The debate over John Judis’ “recantation” of the hypothesis of the 2002 book he co-wrote with Ruy Teixeira, The Emerging Democratic Majority, intensified yesterday. Jonathan Chait took on the difficult task of arguing that the hypothesis is actually stronger than its co-author believes.
Chait acknowledges that the book did not anticipate the depth of the problem Democrats have recently had in Greater Appalachia. But he enlists Teixeira via email to knock down some of Judis’ pessimistic assessments of Democratic prospects among college-educated, middle-income voters. And he notes, correctly, that the Republicans who have been high-fiving each other over Judis’ “conversion” aren’t paying a lot of attention to what he is or isn’t actually saying.
What Chait concedes, however–as does at least one friendly Republican critic, Sean Trende of RealClearPolitics–is that the key question about projections of this or that “majority” has become “majority of what?”

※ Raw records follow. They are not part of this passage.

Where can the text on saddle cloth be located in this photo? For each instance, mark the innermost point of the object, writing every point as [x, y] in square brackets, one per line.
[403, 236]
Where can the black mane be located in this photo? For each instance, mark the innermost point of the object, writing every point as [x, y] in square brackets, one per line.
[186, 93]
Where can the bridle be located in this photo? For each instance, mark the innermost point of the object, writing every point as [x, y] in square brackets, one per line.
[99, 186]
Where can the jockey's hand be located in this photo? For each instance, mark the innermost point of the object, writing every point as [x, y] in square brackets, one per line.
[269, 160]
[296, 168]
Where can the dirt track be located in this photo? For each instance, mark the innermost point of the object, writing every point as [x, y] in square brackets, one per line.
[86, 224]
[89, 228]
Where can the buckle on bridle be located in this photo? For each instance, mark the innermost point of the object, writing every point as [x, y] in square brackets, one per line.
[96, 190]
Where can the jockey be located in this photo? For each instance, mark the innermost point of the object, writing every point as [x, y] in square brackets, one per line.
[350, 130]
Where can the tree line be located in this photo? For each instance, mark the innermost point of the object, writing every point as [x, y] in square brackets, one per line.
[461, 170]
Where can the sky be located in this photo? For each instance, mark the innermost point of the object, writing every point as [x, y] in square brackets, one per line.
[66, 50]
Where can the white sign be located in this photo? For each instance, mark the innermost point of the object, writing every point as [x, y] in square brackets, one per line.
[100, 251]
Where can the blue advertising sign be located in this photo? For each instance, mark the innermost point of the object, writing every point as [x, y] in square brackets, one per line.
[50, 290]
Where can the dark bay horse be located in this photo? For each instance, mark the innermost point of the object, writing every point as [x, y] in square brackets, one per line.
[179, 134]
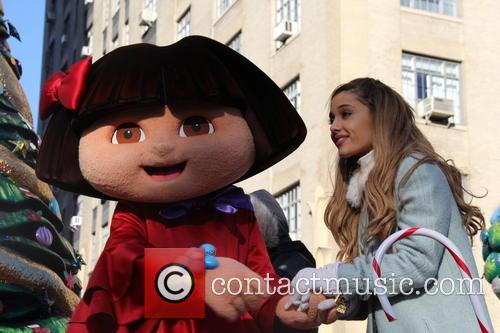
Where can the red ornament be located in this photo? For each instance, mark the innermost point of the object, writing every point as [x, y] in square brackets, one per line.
[33, 216]
[70, 281]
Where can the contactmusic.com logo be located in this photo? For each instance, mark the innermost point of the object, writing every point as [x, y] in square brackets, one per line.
[174, 283]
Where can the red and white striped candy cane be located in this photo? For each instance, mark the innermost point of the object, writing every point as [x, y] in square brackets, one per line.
[479, 310]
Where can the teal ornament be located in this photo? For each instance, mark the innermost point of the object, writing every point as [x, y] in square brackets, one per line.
[495, 284]
[486, 250]
[492, 266]
[494, 237]
[495, 218]
[484, 236]
[54, 207]
[211, 261]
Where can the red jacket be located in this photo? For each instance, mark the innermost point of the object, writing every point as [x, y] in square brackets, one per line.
[114, 295]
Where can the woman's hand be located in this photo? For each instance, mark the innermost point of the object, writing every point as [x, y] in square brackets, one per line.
[227, 304]
[310, 318]
[321, 280]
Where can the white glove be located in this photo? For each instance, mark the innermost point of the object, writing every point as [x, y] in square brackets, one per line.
[308, 280]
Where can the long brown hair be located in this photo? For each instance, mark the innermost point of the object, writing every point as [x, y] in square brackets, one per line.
[396, 137]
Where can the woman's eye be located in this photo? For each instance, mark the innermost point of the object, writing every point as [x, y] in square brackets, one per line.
[330, 119]
[194, 126]
[128, 133]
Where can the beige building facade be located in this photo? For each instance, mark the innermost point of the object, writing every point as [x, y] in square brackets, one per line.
[442, 56]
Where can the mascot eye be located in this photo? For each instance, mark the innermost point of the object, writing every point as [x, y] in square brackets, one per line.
[193, 126]
[128, 133]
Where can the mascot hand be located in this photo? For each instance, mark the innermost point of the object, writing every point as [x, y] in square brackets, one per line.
[230, 302]
[311, 318]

The [Democratic] party’s new base is heavily concentrated in urban areas, whose voting strength underrepresented in both the House and the Senate. Additionally, they are far more likely than core Republican voters to stay home during midterm elections. This has allowed the Republican Party to gain a near lock on holding the House, and a strong geographic advantage in holding the Senate. The Emerging Democratic Majority thus comes with the very important caveat that it applies only to one branch of government. (Likewise, Phillip’s Emerging Republican Majority coincided with a period of continuous Democratic control of the House.)
Yeah, that’s a caveat almost as large as the hypothesis itself, I’d say. In any event, I wrote up the whole controversy over at TPMCafe, concluding that structural factors make it highly perilous to project a stable majority for either party, given the difficulty of either winning enough elections in a compressed period of time to actually govern the country. Something ought to give, eventually, but don’t count on it happening in the next couple of cycles.